Selective serotonin reuptake inhibitors affect neurobehavioral development in the human fetus

Affiliations
Comparative Study

Selective serotonin reuptake inhibitors affect neurobehavioral development in the human fetus

Eduard J H Mulder et al. Neuropsychopharmacology. 2011 Sep.

Abstract

The aim of this prospective study was to investigate whether selective serotonin reuptake inhibitors (SSRIs) utilized by pregnant women influence fetal neurobehavioral development. In this observational study we investigated developmental milestones of fetal behavior during the pregnancy of women with psychiatric disorders who took SSRIs throughout gestation (medicated group; n=96) or who had discontinued medication early in gestation or before conception (unmedicated group; n=37). Healthy unexposed fetuses of women without mental disorders comprised the control group (n=130). Ultrasonographic observations of fetal behavior were made three times in pregnancy (T1-T3). Effects of SSRIs were studied over a wide range of dosages (low, standard, or high) and for different drug types. Fetuses exposed to standard or high SSRI dosages compared with control, unmedicated, or low-medicated fetuses showed significantly increased motor activity at the beginning (T1) and end of the second trimester (T2). They particularly exhibited disrupted emergence of non-rapid eye movement (non-REM; quiet) sleep during the third trimester, characterized by continual bodily activity and, thus, poor inhibitory motor control during this sleep state near term (T3).
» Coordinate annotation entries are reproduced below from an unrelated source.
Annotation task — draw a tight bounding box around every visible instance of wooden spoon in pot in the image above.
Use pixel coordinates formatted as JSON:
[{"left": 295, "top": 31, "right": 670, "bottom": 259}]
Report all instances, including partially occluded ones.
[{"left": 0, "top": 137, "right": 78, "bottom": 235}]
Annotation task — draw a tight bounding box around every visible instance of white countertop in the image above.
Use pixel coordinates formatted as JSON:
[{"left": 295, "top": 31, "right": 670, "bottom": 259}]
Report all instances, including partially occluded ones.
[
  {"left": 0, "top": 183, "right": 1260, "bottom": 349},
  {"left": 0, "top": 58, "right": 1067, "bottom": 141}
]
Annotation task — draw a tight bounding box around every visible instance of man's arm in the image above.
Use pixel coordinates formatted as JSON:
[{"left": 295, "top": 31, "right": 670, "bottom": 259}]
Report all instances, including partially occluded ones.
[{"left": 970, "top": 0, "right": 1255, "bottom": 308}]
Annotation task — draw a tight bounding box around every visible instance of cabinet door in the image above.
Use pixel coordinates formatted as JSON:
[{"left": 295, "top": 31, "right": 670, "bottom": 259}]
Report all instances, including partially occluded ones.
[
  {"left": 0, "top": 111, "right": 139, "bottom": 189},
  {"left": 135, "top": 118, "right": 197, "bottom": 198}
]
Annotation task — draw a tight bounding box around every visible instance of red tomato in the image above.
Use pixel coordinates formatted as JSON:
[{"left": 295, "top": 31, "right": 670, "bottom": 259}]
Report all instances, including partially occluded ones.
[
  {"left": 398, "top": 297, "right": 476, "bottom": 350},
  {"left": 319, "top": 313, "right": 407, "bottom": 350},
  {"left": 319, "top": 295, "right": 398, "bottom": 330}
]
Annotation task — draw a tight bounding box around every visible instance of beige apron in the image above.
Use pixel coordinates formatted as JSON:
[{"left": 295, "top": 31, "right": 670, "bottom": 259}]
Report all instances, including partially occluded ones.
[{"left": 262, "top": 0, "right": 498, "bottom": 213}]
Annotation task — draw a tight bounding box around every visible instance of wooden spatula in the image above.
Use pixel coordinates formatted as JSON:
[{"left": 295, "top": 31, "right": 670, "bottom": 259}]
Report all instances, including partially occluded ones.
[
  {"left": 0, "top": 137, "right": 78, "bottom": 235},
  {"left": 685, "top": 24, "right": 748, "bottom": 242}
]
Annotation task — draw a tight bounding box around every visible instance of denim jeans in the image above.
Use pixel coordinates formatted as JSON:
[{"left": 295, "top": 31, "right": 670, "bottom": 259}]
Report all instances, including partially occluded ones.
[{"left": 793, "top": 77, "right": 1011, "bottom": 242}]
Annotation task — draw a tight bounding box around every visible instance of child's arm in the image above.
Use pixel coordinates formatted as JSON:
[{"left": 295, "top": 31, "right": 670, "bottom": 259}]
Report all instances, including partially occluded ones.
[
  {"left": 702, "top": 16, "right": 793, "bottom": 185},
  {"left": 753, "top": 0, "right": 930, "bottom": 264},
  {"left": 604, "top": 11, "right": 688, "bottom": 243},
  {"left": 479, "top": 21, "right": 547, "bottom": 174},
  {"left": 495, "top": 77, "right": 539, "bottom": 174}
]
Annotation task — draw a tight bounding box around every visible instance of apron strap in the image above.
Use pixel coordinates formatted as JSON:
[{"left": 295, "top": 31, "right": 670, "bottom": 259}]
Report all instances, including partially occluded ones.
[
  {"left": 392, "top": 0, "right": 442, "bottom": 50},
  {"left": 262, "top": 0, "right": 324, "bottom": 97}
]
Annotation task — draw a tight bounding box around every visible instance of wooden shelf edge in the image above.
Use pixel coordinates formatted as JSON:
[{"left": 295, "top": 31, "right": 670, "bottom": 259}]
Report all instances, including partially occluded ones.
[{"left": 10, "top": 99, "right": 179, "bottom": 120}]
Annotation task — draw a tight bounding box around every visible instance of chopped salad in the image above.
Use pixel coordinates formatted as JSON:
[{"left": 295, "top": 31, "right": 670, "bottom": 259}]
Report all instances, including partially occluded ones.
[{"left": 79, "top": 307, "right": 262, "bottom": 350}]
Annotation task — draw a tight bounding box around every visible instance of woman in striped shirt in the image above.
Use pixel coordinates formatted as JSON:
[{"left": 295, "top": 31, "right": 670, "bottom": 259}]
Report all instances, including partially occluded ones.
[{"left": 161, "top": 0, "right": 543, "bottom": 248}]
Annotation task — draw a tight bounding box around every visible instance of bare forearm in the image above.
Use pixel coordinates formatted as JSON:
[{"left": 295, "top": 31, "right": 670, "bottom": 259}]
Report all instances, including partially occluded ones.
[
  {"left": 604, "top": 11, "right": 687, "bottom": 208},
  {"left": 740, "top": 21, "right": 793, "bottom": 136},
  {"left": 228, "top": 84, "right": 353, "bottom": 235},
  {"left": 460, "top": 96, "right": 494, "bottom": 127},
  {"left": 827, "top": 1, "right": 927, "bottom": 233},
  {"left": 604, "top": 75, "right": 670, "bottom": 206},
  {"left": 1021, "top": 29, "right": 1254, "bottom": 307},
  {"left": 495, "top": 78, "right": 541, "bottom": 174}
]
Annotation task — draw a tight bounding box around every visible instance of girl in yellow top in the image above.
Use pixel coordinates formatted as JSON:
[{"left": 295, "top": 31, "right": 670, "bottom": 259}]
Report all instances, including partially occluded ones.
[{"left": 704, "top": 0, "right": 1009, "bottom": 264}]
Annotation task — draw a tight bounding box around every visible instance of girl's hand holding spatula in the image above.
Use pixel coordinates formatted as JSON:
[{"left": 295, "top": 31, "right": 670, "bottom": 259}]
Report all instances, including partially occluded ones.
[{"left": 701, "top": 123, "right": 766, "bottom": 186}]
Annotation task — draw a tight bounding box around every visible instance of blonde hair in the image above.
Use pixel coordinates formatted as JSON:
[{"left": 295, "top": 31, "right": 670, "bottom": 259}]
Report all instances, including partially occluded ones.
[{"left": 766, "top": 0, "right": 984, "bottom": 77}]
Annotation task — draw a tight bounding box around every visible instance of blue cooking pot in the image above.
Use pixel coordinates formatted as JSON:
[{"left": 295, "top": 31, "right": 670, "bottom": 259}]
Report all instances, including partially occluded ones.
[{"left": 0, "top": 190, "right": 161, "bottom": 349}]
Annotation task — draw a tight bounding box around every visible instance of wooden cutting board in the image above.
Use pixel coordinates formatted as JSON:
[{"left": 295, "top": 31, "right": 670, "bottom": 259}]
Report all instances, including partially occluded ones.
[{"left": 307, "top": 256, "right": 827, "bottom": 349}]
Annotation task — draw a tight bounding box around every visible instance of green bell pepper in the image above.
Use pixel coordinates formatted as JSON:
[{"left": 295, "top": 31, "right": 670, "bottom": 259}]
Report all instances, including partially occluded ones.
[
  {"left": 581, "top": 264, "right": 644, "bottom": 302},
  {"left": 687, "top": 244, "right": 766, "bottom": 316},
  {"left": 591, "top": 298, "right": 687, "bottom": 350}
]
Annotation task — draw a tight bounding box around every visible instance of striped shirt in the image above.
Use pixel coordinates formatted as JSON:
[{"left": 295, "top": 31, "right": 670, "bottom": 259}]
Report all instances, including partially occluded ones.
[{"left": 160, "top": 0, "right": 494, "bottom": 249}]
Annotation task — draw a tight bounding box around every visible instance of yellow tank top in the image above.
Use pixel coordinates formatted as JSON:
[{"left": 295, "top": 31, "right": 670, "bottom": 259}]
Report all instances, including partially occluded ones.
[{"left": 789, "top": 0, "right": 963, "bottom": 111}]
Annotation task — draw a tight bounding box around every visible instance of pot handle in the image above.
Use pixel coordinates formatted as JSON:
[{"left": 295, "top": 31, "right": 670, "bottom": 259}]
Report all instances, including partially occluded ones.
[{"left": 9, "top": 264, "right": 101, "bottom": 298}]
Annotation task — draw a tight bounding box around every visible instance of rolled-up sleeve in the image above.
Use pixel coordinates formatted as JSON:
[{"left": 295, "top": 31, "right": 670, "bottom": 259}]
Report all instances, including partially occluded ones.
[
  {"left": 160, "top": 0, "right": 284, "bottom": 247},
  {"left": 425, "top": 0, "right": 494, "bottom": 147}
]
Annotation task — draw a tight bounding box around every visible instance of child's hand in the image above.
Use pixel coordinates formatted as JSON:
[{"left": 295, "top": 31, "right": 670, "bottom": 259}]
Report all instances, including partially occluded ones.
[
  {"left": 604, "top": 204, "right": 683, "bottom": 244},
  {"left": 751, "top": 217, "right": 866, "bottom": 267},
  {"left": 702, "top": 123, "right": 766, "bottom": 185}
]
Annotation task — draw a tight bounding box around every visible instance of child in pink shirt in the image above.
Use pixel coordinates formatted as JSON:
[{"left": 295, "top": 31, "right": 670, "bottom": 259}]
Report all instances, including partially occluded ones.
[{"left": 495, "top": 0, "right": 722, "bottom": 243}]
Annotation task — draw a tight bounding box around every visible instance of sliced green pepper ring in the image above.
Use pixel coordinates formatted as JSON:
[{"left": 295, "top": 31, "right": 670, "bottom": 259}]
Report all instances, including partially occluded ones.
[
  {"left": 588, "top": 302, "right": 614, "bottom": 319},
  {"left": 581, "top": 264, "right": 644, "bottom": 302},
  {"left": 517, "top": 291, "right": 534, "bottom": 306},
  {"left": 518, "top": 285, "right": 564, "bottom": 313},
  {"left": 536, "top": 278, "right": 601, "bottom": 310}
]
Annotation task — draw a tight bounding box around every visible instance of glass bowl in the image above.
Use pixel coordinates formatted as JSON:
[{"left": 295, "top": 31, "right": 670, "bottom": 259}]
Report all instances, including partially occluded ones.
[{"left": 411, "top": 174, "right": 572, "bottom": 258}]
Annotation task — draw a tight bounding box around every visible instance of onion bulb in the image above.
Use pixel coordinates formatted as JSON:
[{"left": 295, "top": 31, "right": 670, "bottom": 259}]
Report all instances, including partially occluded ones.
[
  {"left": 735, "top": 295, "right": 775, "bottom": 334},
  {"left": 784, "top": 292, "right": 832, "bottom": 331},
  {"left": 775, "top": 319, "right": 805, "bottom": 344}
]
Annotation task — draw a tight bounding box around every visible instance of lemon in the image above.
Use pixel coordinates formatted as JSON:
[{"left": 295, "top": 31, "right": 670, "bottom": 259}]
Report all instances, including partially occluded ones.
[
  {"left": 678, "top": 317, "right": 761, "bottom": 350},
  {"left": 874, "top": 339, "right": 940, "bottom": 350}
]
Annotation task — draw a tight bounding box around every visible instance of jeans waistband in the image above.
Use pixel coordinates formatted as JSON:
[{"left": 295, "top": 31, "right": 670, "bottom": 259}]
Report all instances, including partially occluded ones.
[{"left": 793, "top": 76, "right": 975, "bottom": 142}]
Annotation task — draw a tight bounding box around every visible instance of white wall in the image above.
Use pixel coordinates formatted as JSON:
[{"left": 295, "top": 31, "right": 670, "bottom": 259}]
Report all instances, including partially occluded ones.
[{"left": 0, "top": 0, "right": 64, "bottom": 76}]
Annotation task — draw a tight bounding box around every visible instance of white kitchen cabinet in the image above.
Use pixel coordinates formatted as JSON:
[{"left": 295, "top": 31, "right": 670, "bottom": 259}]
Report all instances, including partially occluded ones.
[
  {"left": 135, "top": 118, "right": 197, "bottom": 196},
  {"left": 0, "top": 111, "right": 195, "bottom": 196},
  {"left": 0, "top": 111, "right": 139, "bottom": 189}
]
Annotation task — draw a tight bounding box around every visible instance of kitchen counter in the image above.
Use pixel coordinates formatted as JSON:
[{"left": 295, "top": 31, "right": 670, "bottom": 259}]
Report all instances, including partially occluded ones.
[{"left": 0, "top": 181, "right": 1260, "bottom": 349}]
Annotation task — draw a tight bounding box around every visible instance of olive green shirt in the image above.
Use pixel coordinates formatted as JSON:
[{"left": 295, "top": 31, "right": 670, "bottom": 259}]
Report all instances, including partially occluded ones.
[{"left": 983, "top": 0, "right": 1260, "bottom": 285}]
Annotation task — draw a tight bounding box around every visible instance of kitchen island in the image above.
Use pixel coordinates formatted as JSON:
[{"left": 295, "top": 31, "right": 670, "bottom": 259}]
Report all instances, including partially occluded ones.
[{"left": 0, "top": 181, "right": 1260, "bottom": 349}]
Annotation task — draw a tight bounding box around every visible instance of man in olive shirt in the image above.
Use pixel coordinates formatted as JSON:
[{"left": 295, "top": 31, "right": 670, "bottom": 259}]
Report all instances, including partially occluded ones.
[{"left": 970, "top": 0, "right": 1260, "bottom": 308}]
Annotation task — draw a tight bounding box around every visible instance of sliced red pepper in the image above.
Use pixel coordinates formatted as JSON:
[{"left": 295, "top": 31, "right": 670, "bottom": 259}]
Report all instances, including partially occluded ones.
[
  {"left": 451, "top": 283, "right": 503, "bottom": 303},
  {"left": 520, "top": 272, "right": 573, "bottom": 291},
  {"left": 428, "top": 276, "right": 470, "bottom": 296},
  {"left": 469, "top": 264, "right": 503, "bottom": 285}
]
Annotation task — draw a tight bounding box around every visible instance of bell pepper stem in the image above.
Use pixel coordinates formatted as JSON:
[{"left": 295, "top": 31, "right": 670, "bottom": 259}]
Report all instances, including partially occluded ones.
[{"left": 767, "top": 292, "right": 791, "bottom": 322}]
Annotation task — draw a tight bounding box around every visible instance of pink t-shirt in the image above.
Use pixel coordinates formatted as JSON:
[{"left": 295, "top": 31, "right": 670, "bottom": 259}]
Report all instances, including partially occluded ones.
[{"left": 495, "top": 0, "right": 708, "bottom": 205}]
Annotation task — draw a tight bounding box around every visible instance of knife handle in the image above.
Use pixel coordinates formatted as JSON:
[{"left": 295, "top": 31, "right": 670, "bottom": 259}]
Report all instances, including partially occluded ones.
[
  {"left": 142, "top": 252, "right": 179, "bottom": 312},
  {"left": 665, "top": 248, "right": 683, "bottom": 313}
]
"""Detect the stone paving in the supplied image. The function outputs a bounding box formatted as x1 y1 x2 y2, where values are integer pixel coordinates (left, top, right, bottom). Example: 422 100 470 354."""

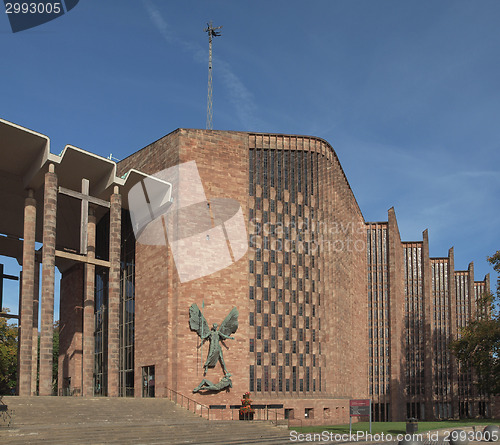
0 397 500 445
0 397 290 445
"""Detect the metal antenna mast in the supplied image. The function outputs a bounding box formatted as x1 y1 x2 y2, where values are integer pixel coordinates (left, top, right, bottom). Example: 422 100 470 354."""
204 20 222 130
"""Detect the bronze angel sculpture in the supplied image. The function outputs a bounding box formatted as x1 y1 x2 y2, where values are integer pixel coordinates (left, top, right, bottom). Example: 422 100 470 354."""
189 303 238 375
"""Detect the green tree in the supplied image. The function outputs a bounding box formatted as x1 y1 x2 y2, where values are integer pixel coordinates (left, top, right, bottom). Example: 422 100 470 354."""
0 308 18 394
450 250 500 395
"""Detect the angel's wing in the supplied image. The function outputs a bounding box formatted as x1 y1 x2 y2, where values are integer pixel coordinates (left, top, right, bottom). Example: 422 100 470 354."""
219 307 239 335
189 303 210 338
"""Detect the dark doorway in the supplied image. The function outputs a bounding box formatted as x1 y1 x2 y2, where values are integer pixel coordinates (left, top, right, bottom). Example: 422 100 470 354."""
142 366 155 397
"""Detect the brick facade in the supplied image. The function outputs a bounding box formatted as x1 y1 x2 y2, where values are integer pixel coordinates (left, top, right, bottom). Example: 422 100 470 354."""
49 129 489 425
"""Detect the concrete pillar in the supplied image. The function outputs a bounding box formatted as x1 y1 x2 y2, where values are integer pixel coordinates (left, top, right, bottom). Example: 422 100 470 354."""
39 164 57 396
19 190 36 396
448 247 459 418
108 186 122 397
422 229 435 420
82 207 96 397
387 208 406 422
31 260 40 396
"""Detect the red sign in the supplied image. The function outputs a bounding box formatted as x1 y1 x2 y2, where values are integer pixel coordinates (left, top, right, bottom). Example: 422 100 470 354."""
349 399 370 416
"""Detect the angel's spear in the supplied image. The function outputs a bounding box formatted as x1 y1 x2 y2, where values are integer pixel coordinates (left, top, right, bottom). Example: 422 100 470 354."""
200 299 205 366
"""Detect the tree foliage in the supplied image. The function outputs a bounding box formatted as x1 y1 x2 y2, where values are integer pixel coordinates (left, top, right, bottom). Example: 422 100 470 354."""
0 309 18 394
450 250 500 395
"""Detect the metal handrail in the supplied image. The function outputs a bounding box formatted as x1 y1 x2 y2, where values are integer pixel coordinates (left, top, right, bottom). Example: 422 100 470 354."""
166 387 210 420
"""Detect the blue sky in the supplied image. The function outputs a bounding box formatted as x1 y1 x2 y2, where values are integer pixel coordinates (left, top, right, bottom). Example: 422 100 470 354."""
0 0 500 318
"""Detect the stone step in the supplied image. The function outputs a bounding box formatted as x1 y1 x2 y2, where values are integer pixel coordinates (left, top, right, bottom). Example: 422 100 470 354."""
0 397 290 445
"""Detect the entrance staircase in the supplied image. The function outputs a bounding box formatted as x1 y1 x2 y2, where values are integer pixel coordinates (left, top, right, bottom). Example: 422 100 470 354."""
0 397 290 445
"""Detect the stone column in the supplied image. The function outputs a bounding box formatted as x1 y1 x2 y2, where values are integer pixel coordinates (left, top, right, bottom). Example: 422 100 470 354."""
108 186 122 397
388 207 406 422
31 259 40 395
82 207 96 397
448 247 459 419
38 164 57 396
19 190 36 396
422 229 435 420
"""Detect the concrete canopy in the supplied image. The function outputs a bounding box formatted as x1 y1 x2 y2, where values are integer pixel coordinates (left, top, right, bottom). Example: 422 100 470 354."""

The SSRI effects on the fetus were dose related, but independent of SSRI type. The results demonstrate changes in fetal neurobehavioral development associated with standard and high SSRI dosages that are observable throughout gestation. A first-choice SSRI type was not apparent. Bodily activity at high rate during non-REM sleep in SSRI-exposed fetuses is an abnormal phenomenon, but its significance for postnatal development is unclear.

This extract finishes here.